Computing at scale

Handling large datasets is a common challenge in time series forecasting. For example, when working with retail data, you may have to forecast sales for thousands of products across hundreds of stores. Similarly, when dealing with electricity consumption data, you may need to predict consumption for thousands of households across various regions.

Nixtla’s TimeGPT enables you to use several distributed computing frameworks to manage large datasets efficiently. TimeGPT currently supports Spark, Dask, and Ray through Fugue.

In this notebook, we will explain how to leverage these frameworks using TimeGPT.

Outline:

  1. Getting Started

  2. Forecasting at Scale

  3. Important Considerations

Getting started

To use TimeGPT with any of the supported distributed computing frameworks, you first need an API Key, just as you would when not using any distributed computing.

Upon registration, you will receive an email asking you to confirm your signup. After confirming, you will receive access to your dashboard. There, underAPI Keys, you will find your API Key. Next, you need to integrate your API Key into your development workflow with the Nixtla SDK. For guidance on how to do this, please refer to the Setting Up Your Authentication Key tutorial.

Forecasting at Scale

Using TimeGPT with any of the supported distributed computing frameworks is straightforward, as TimeGPT will read a pandas DataFrame and then use the corresponding framework. Thus, the usage is almost identical to the non-distributed case.

  1. Instantiate a NixtlaClient class.
  2. Load your data as a pandas DataFrame.
  3. Initialize the distributed computing framework.
  4. Use any of the NixtlaClient class methods.
  5. Stop the distributed computing framework, if necessary.

These are the general steps that you will need to follow to use TimeGPT with any of the supported distributed computing frameworks. For a detailed explanation and a complete example, please refer to the guide for the specific framework linked above.

Important

Parallelization in these frameworks is done along the various time series within your dataset.

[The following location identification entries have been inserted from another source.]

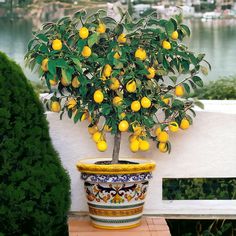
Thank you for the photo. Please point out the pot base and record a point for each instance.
(116, 193)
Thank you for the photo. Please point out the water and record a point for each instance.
(215, 38)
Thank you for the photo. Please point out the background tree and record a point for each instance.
(34, 187)
(120, 75)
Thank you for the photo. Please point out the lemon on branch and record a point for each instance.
(107, 70)
(123, 126)
(144, 145)
(86, 52)
(151, 72)
(179, 90)
(98, 96)
(56, 44)
(117, 101)
(134, 146)
(163, 137)
(131, 86)
(173, 126)
(92, 130)
(184, 124)
(146, 102)
(101, 28)
(84, 33)
(175, 35)
(166, 45)
(135, 106)
(97, 136)
(102, 146)
(141, 54)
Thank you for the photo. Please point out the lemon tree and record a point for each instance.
(127, 76)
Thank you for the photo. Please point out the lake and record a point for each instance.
(216, 38)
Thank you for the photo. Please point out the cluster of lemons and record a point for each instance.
(138, 140)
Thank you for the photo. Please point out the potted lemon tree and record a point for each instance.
(121, 77)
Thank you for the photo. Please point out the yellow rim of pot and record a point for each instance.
(91, 168)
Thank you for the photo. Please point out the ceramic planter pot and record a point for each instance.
(116, 192)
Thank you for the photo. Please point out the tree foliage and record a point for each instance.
(126, 52)
(34, 187)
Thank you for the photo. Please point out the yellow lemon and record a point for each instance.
(173, 126)
(162, 147)
(137, 129)
(84, 116)
(64, 82)
(72, 103)
(134, 145)
(44, 64)
(56, 44)
(98, 96)
(166, 45)
(144, 145)
(184, 124)
(163, 137)
(158, 131)
(117, 101)
(131, 86)
(152, 73)
(133, 137)
(115, 84)
(83, 33)
(123, 126)
(135, 106)
(55, 106)
(141, 54)
(116, 55)
(86, 52)
(146, 102)
(122, 38)
(97, 136)
(101, 28)
(53, 82)
(107, 128)
(102, 146)
(75, 82)
(92, 130)
(122, 115)
(103, 78)
(179, 90)
(175, 35)
(165, 100)
(107, 70)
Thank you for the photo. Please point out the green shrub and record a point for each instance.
(34, 187)
(221, 89)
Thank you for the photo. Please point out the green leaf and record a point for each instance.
(173, 79)
(186, 87)
(93, 39)
(199, 104)
(43, 37)
(52, 67)
(204, 70)
(185, 29)
(169, 27)
(177, 104)
(66, 75)
(198, 81)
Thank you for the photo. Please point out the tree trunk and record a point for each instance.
(116, 148)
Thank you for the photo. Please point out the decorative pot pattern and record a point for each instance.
(116, 201)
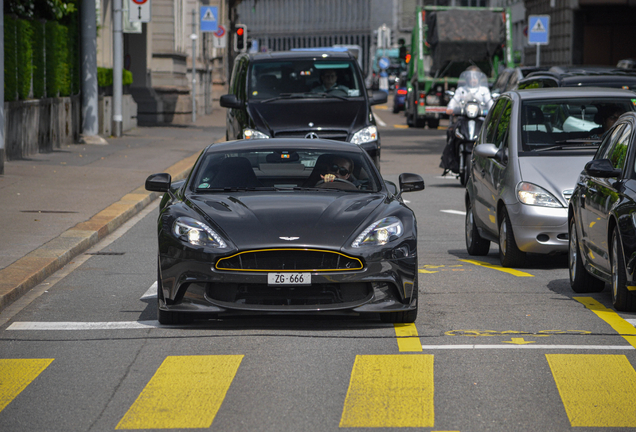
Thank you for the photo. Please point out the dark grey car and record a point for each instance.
(525, 165)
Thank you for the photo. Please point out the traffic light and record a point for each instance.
(240, 37)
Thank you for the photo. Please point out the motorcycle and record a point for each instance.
(461, 137)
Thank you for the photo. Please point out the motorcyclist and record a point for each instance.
(472, 86)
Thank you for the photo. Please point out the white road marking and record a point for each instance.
(150, 293)
(454, 212)
(113, 325)
(577, 347)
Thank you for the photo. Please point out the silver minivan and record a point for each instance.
(523, 170)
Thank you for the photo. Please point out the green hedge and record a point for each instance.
(10, 59)
(42, 58)
(105, 77)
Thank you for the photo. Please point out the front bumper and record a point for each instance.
(198, 287)
(541, 230)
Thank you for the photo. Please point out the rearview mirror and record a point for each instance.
(158, 182)
(411, 182)
(602, 168)
(230, 101)
(378, 97)
(486, 150)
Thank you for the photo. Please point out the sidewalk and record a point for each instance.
(54, 206)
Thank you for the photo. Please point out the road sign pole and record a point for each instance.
(194, 65)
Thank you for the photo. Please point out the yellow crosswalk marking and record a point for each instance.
(185, 392)
(610, 317)
(596, 390)
(408, 340)
(390, 391)
(16, 375)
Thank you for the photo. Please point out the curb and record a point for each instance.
(30, 270)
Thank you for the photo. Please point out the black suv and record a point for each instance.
(282, 95)
(580, 76)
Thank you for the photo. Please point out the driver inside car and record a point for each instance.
(339, 168)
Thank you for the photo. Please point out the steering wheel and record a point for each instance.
(345, 183)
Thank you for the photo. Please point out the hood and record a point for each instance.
(296, 115)
(553, 173)
(257, 220)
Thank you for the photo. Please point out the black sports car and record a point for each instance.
(285, 226)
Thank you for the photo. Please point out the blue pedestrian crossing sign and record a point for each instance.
(209, 18)
(539, 29)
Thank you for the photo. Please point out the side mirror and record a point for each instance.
(230, 101)
(486, 150)
(391, 187)
(158, 182)
(411, 182)
(602, 168)
(378, 97)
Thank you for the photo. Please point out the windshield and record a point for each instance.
(555, 124)
(285, 168)
(304, 78)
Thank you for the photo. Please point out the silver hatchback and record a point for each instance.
(523, 170)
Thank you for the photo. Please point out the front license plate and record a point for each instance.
(288, 278)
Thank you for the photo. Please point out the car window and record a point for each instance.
(573, 122)
(303, 78)
(493, 120)
(503, 126)
(284, 168)
(616, 150)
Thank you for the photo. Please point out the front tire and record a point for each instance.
(509, 253)
(476, 245)
(580, 280)
(622, 299)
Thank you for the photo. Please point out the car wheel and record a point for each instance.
(622, 299)
(580, 280)
(475, 244)
(404, 317)
(509, 253)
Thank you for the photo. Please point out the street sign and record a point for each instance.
(539, 29)
(220, 38)
(209, 18)
(139, 10)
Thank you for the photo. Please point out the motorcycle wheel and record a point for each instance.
(463, 176)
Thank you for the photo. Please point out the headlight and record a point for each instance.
(197, 233)
(531, 194)
(367, 134)
(254, 134)
(472, 110)
(380, 233)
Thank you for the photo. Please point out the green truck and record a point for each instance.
(444, 42)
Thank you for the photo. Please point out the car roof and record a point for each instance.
(298, 143)
(568, 92)
(300, 55)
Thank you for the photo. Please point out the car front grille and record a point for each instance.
(332, 134)
(290, 259)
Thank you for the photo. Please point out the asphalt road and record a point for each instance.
(492, 350)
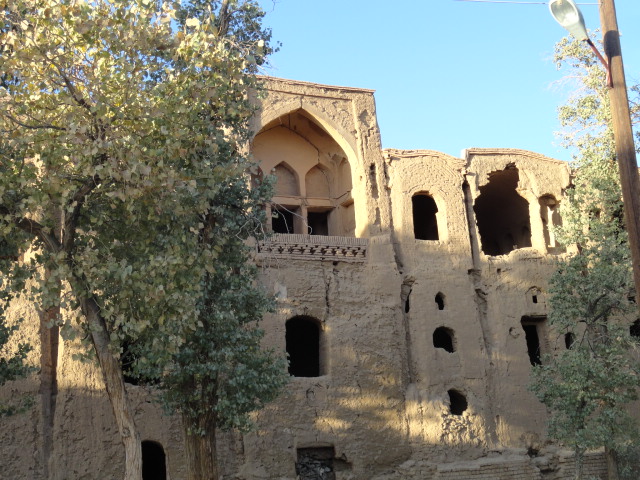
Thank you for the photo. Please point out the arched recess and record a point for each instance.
(286, 181)
(305, 346)
(424, 211)
(322, 161)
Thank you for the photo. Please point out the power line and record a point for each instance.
(521, 3)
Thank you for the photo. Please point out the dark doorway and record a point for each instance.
(443, 338)
(458, 402)
(425, 224)
(303, 346)
(154, 465)
(315, 464)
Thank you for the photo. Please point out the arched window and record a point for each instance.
(425, 223)
(502, 214)
(457, 402)
(550, 218)
(313, 176)
(286, 181)
(154, 464)
(303, 346)
(443, 338)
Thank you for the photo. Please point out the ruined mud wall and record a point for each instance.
(423, 295)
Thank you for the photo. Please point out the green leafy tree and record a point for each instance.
(13, 362)
(588, 387)
(123, 127)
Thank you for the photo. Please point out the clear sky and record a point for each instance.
(447, 75)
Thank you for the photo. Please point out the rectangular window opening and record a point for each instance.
(535, 335)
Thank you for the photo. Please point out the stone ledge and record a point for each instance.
(314, 247)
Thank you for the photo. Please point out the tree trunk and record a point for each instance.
(202, 461)
(579, 464)
(114, 383)
(612, 464)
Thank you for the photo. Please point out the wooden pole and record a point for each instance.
(623, 134)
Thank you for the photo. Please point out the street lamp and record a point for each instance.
(568, 15)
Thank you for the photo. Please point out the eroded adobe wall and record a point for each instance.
(424, 357)
(356, 404)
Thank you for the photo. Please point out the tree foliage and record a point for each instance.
(13, 361)
(123, 189)
(588, 387)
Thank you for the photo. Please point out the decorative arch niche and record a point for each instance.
(313, 177)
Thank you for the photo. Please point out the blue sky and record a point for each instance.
(448, 74)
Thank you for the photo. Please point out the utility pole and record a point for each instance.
(623, 134)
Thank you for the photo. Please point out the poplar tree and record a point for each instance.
(589, 386)
(124, 197)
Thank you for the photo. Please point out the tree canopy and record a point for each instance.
(124, 197)
(589, 386)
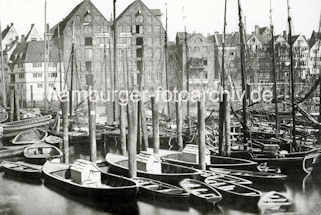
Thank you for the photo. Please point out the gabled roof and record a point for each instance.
(6, 30)
(315, 36)
(64, 22)
(28, 34)
(154, 12)
(33, 52)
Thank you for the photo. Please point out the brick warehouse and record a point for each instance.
(140, 45)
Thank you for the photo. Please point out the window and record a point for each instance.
(53, 75)
(88, 66)
(139, 41)
(36, 65)
(88, 41)
(139, 53)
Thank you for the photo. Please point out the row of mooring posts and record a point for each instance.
(129, 146)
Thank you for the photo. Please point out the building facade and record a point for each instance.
(27, 72)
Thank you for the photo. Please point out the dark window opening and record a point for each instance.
(139, 41)
(88, 41)
(137, 29)
(139, 53)
(139, 66)
(88, 66)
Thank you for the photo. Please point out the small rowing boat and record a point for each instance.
(210, 174)
(11, 129)
(40, 153)
(21, 169)
(157, 190)
(83, 178)
(256, 177)
(200, 193)
(30, 136)
(150, 168)
(233, 192)
(274, 201)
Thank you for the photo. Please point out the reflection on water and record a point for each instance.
(19, 198)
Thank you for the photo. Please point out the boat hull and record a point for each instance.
(110, 195)
(190, 160)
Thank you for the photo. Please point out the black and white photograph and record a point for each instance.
(157, 107)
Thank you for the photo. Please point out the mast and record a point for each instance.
(292, 80)
(115, 57)
(59, 56)
(72, 69)
(318, 50)
(243, 73)
(46, 47)
(166, 62)
(222, 110)
(274, 74)
(106, 77)
(4, 93)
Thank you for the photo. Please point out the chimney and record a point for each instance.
(285, 35)
(23, 39)
(257, 30)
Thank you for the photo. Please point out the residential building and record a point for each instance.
(89, 31)
(27, 72)
(141, 43)
(201, 62)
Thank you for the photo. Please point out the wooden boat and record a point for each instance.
(287, 164)
(11, 129)
(53, 140)
(157, 190)
(190, 160)
(97, 185)
(11, 151)
(257, 177)
(40, 153)
(166, 172)
(235, 193)
(21, 169)
(224, 177)
(200, 193)
(274, 201)
(309, 163)
(30, 136)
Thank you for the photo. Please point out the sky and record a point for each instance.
(204, 16)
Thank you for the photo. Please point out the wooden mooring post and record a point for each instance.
(65, 108)
(201, 134)
(92, 124)
(227, 125)
(123, 132)
(179, 124)
(17, 103)
(132, 138)
(12, 104)
(155, 112)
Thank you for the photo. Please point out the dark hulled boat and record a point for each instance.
(40, 153)
(106, 187)
(257, 177)
(224, 177)
(200, 193)
(159, 191)
(30, 136)
(232, 192)
(21, 170)
(11, 129)
(168, 173)
(190, 160)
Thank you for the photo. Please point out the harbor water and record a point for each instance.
(19, 197)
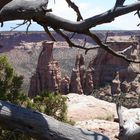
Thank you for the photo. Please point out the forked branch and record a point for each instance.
(76, 9)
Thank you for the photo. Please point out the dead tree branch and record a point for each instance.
(76, 9)
(41, 126)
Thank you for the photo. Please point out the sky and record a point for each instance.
(88, 8)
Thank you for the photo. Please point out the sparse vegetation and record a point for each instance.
(11, 90)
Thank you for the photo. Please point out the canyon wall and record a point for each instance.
(102, 70)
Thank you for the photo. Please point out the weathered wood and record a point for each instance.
(129, 130)
(41, 126)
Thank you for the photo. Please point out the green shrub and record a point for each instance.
(11, 90)
(52, 104)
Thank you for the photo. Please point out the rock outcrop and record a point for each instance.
(48, 73)
(110, 69)
(104, 69)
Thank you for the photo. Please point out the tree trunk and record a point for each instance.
(41, 126)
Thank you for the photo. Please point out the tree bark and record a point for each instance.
(41, 126)
(33, 9)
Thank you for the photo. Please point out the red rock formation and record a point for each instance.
(48, 74)
(77, 76)
(115, 87)
(64, 87)
(75, 82)
(89, 85)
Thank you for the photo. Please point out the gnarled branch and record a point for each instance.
(41, 126)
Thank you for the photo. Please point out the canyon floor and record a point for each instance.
(97, 115)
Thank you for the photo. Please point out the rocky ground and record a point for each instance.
(97, 115)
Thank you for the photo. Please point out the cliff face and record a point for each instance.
(48, 73)
(109, 69)
(104, 69)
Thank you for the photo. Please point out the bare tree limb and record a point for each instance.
(49, 33)
(3, 3)
(41, 126)
(76, 9)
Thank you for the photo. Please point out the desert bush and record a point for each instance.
(11, 90)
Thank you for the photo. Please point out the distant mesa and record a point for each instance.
(102, 70)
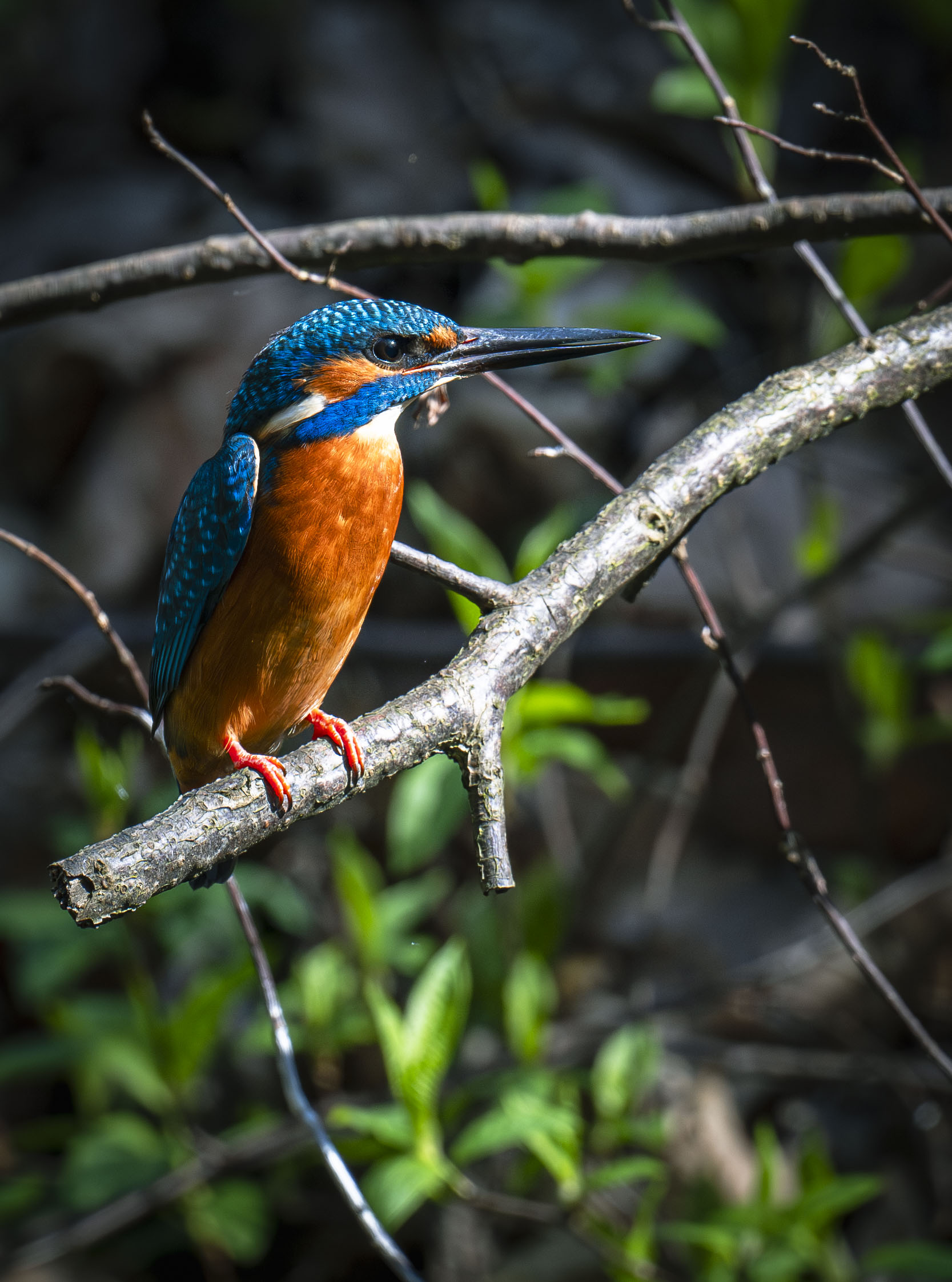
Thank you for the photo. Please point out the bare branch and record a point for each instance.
(471, 238)
(126, 658)
(487, 592)
(72, 686)
(816, 153)
(630, 535)
(166, 149)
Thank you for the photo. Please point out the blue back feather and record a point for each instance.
(206, 545)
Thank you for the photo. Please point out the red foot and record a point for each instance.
(341, 736)
(268, 767)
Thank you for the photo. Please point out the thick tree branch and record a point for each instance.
(627, 540)
(471, 238)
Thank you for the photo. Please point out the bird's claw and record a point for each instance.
(340, 734)
(271, 770)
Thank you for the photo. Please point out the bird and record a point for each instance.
(282, 536)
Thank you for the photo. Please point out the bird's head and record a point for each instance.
(341, 367)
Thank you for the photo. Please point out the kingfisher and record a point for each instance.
(282, 538)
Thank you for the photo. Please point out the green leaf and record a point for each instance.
(685, 91)
(428, 806)
(624, 1069)
(826, 1205)
(118, 1153)
(551, 703)
(492, 1132)
(358, 881)
(390, 1032)
(488, 185)
(938, 654)
(235, 1216)
(19, 1195)
(35, 1055)
(572, 747)
(326, 980)
(278, 896)
(388, 1123)
(436, 1016)
(397, 1186)
(576, 198)
(529, 997)
(910, 1259)
(456, 539)
(870, 265)
(543, 540)
(626, 1171)
(878, 677)
(400, 908)
(818, 547)
(192, 1026)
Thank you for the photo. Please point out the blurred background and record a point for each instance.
(659, 988)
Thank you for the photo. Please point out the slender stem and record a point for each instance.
(299, 274)
(126, 658)
(765, 189)
(814, 153)
(299, 1104)
(72, 686)
(485, 591)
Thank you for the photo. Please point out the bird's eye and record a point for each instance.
(388, 349)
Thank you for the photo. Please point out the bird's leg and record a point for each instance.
(268, 767)
(341, 736)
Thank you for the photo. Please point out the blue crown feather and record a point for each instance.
(271, 382)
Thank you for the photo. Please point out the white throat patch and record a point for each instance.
(291, 414)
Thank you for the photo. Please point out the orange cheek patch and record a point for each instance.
(338, 380)
(443, 338)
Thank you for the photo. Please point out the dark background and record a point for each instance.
(309, 112)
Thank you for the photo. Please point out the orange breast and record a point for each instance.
(292, 610)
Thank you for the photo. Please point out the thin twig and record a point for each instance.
(800, 858)
(259, 1148)
(813, 153)
(126, 658)
(485, 591)
(567, 445)
(72, 686)
(300, 1105)
(299, 274)
(765, 189)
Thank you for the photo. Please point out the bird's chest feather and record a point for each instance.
(319, 543)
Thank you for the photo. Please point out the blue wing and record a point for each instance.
(206, 544)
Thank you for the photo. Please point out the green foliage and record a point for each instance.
(234, 1216)
(818, 547)
(106, 779)
(529, 997)
(539, 728)
(117, 1153)
(488, 185)
(399, 1186)
(768, 1240)
(868, 269)
(428, 806)
(915, 1259)
(879, 680)
(418, 1045)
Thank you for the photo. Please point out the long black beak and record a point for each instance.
(508, 349)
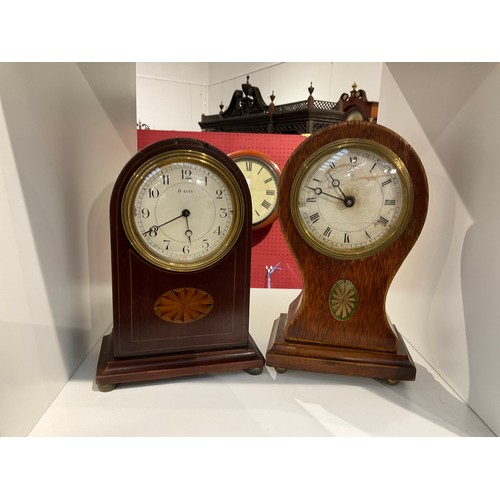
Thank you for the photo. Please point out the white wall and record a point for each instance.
(446, 294)
(66, 130)
(171, 96)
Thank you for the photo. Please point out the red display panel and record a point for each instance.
(269, 249)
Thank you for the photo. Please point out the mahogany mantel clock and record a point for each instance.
(180, 216)
(353, 199)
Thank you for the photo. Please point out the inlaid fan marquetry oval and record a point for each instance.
(183, 305)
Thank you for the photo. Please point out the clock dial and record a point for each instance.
(262, 176)
(351, 199)
(181, 211)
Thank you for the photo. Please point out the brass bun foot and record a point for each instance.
(255, 371)
(106, 387)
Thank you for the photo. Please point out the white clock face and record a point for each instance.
(182, 211)
(351, 199)
(262, 179)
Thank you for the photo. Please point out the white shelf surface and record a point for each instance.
(237, 404)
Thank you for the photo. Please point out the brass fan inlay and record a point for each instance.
(343, 300)
(183, 305)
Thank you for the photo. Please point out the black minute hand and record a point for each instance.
(319, 191)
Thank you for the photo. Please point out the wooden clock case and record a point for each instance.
(308, 337)
(142, 346)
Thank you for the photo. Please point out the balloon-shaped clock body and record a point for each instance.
(353, 199)
(181, 225)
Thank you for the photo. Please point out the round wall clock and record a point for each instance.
(180, 218)
(352, 202)
(262, 176)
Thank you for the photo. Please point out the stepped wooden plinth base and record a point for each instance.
(112, 371)
(284, 355)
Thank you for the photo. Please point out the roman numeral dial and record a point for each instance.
(357, 208)
(262, 176)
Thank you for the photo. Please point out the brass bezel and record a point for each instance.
(378, 245)
(160, 161)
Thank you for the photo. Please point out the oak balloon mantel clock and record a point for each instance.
(180, 215)
(353, 199)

Therefore, it is essential that your dataset includes multiple time series, each with a unique id.

Important Considerations

When to Use a Distributed Computing Framework

Consider using a distributed computing framework if your dataset:

  • Consists of millions of observations over multiple time series.
  • Is too large to fit into the memory of a single machine.
  • Would be too slow to process on a single machine.

Choosing the Right Framework

When selecting a distributed computing framework, take into account your existing infrastructure and the skill set of your team. Although TimeGPT can be used with any of the supported frameworks with minimal code changes, choosing the right one should align with your specific needs and resources. This will ensure that you leverage the full potential of TimeGPT while handling large datasets efficiently.